Content creators who don’t carry executive titles such as Vice President of Marketing or Chief Content Officer are rarely considered official business stakeholders. But when it comes to the strategic process of creating personas for your content marketing goals and objectives (aka your Content Marketing Machine), there are very good reasons to consider offering creatives a place at the table.
Your in-house content creators likely have experience in professional communications positions (journalism, design, creative writing, copywriting, etc.) that have required them to think creatively. That’s why you’ve hired them, after all. Their work has challenged them to develop characters and scenes or scenarios, both of which are required in creating user personas for your content marketing program. More descriptive demographic and scene-setting details will add depth to your character personas, as well as their perceived goals and needs.
Along the same lines, your content creators are likely accustomed to constructively challenging biases and stereotypes, both of which are inevitable in persona development, no matter how much market research is at your disposal. Tap their critical thinking skills to test your assumptions until A/B testing and analytics allow you to hone the personas further.
Better Informed Content Types (and Budget)
Your persona research should lead to clear recommendations for the types of content to create for each persona at every level of your sales funnel. Nobody understands the possibilities and limitations of your content creators better than they do. Offering them a seat at the table will allow you to take stock of what types of content they’re capable of creating and at what level of quality, as well as where their weaknesses lie.
Does someone on the team have a strong record of script writing for video? Have your designers produced good-looking e-books? Just because they haven’t turned over a certain content type for your organization doesn’t mean your content creators don’t have samples of prior work tucked away in a portfolio somewhere. By giving your creatives a voice in your high-level content strategy, you get a sense upfront how much budget will be needed to outsource or hire for creating specific types of content down the road and can lead you to consider forms and types of content, not to mention channels, you might not otherwise.

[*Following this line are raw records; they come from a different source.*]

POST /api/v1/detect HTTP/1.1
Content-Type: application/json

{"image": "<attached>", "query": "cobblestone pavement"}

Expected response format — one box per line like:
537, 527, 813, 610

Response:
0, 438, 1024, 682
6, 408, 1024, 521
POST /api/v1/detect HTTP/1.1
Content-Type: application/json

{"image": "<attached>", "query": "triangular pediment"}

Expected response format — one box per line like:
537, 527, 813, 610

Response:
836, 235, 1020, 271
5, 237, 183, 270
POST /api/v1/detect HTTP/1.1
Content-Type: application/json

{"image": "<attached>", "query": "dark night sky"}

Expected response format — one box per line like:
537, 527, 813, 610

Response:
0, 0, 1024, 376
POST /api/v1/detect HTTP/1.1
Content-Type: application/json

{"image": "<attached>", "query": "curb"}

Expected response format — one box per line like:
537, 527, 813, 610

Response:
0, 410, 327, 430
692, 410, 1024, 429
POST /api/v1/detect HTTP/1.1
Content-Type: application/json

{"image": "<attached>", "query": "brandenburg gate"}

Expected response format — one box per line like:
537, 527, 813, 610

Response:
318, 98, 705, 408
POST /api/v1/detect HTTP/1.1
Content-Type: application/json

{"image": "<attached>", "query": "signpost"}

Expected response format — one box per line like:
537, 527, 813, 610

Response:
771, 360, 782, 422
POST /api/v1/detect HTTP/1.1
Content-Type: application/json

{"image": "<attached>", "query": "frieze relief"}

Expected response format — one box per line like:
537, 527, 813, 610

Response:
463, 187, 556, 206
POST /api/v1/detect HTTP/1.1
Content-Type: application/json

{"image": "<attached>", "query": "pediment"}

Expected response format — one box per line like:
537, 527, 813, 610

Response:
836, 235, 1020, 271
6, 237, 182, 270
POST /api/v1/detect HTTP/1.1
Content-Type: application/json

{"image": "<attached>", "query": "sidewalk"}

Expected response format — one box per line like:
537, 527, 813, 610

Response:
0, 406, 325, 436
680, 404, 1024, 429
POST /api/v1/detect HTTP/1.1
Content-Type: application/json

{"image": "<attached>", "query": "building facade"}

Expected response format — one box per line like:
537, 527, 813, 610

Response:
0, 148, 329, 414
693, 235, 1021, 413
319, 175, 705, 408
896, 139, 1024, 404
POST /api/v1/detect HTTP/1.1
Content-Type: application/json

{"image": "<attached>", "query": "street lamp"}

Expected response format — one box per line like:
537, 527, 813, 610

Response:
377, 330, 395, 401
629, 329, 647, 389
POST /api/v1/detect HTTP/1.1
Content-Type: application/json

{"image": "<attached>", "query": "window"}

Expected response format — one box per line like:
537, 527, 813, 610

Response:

Participating and listening in on the persona development process can jump start your content efforts by giving creators a more solid understanding of whom and for what purposes their work is intended. If they’re true creatives, ideas will begin floating to the surface immediately.
Better Quality and Communication
Finally, and perhaps most importantly, involving content creators at this level provides executives with an opportunity to relay core business goals and objectives in a way non-stakeholders rarely perceive them.
Many established enterprises make impressive efforts to document and share their successes and legacies with new employees. Within startups, founders’ visions are often transparent and energizing. And yet, with growth—and I believe genuine dedication to a content marketing program is generally a sign of progress—mid- and entry-level employees can find themselves trying to piece together those visions and legacies from second-hand sources and information, which can lead to mythologized and inaccurate accounts.
Opening up the process of persona development gives content creators the kind of access that results in better communication during the throws of content production and ties them more intimately to the business’ goals. An increased interest in and understanding of analytics, not to mention better quality content, are just two of the numerous benefits such access has the potential to engender.
And that will be apparent on the bottom line.
What other benefits would you add to this list? Or maybe your experience hasn’t been so positive? Let’s discuss in the comments.